Y habrá que disfrutarlo, puesto que se trata de un trabajo serio, sólido y con un profundo respeto por la historia. Es decir, por narrar de manera fiel cómo el nacionalsocialismo se convirtió en un monstruo. Y cómo el líder del movimiento se hizo con el poder gracias a una serie de coincidencias. ¿Moraleja? La primera y más importante es que con los políticos descerebrados no se juega: los carga el diablo. Y no hablo de Trump, sino del más deteriorado, loco y peligroso de los sátrapas de los tiempos modernos.

“¿Pero qué tipo de persona era exactamente Adolf Hitler, el hombre que fue capaz de enajenar a todo el pueblo alemán y se erigió en uno de los dictadores más infames de la historia?”, se pregunta el autor en las primeras páginas. En las siguientes responde a la pregunta con todo lujo de detalles. Desde su niñez hasta el suicidio, desde su enfermiza juventud a su macabra madurez. Siempre con Alemania en la cabeza, siempre solo pero acompado de otros asesinos, siempre enfermo de la mente y el alma, siempre dispuesto a compensar sus carencias emocionales con violencia: “Dios me reclamó cuando aún vivía en esta ciudad para que me convirtiera en el guía de Alemania” (1938, Linz, Austria, la tierra que le vio nacer).

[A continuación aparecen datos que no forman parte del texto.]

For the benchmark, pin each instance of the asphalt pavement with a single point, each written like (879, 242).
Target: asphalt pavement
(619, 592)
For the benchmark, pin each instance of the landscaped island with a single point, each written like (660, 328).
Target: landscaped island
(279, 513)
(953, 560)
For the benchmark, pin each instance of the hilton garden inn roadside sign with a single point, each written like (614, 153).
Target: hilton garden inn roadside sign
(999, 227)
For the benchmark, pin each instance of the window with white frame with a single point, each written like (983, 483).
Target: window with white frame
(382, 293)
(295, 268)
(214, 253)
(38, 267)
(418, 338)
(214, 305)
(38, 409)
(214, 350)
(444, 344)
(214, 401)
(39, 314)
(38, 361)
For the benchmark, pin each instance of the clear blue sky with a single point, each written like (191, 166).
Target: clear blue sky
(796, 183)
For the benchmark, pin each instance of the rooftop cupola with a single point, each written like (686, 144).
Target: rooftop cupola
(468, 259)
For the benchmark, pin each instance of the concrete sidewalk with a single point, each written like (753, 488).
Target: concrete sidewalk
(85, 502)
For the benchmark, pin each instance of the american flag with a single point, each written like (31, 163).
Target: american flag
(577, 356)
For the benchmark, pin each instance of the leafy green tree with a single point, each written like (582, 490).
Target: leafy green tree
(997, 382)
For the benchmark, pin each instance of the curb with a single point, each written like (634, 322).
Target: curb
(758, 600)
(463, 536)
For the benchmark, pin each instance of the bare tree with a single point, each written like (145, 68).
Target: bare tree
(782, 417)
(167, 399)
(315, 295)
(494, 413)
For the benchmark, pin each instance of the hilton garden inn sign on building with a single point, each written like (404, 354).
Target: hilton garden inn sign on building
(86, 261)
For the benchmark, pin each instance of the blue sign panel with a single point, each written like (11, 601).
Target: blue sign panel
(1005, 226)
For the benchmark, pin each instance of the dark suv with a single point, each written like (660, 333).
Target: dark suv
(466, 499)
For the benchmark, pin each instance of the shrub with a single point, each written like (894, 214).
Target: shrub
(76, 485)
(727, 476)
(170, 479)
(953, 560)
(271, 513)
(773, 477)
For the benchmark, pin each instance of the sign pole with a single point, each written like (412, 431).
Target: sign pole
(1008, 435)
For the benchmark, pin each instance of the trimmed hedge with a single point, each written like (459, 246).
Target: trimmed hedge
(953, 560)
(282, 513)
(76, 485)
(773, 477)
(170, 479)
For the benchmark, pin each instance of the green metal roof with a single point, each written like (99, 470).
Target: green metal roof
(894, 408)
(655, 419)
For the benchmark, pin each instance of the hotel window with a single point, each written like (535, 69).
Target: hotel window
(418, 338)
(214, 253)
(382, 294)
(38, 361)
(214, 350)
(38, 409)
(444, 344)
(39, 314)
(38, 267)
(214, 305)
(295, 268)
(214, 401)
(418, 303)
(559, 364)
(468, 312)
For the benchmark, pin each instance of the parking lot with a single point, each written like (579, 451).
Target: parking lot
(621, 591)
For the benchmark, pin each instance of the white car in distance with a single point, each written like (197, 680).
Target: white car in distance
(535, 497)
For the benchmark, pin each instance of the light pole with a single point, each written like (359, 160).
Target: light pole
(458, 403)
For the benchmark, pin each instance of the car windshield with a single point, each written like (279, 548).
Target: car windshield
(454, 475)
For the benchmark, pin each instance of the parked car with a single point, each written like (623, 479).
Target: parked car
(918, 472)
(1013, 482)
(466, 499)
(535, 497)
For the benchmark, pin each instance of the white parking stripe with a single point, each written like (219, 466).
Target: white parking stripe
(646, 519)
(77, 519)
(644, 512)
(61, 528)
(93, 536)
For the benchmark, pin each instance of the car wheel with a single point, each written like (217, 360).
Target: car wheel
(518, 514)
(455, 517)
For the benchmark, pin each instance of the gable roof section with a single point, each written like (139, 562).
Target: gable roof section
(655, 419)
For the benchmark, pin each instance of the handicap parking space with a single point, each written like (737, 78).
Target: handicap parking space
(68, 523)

“El sueño de Hitler era recuperar los territorios que el antiguo sacro imperio romano germánico había poseído y construir su Tercer Reich, un imperio de mil años que abarca toda Europa y, al este, hasta los Urales. Y su primer objetivo era la gran Alemania… ¡Es decir, el establecimiento de una gran nación que englobara a todo el pueblo germánico!”

Esta es la historia del hombre que soñó con un mundo ario, que engañó/entusiasmó a todo un país, que vivió como un demente, que mató a millones de judíos y murió como una rata. Shigeru Mizuki lo cuenta de manera magistral, puesto que incluso es capaz de mostrar el lado humano de la bestia. Que lo tenía. Veterano de la II Guerra Mundial, dibujante exitoso en Japón, Mizuki no solo describe a la perfección la vida y maldades de Hitler, sino las características de una época, de un conflicto, de uno de los momentos más espantosos de la história reciente. Demoledor.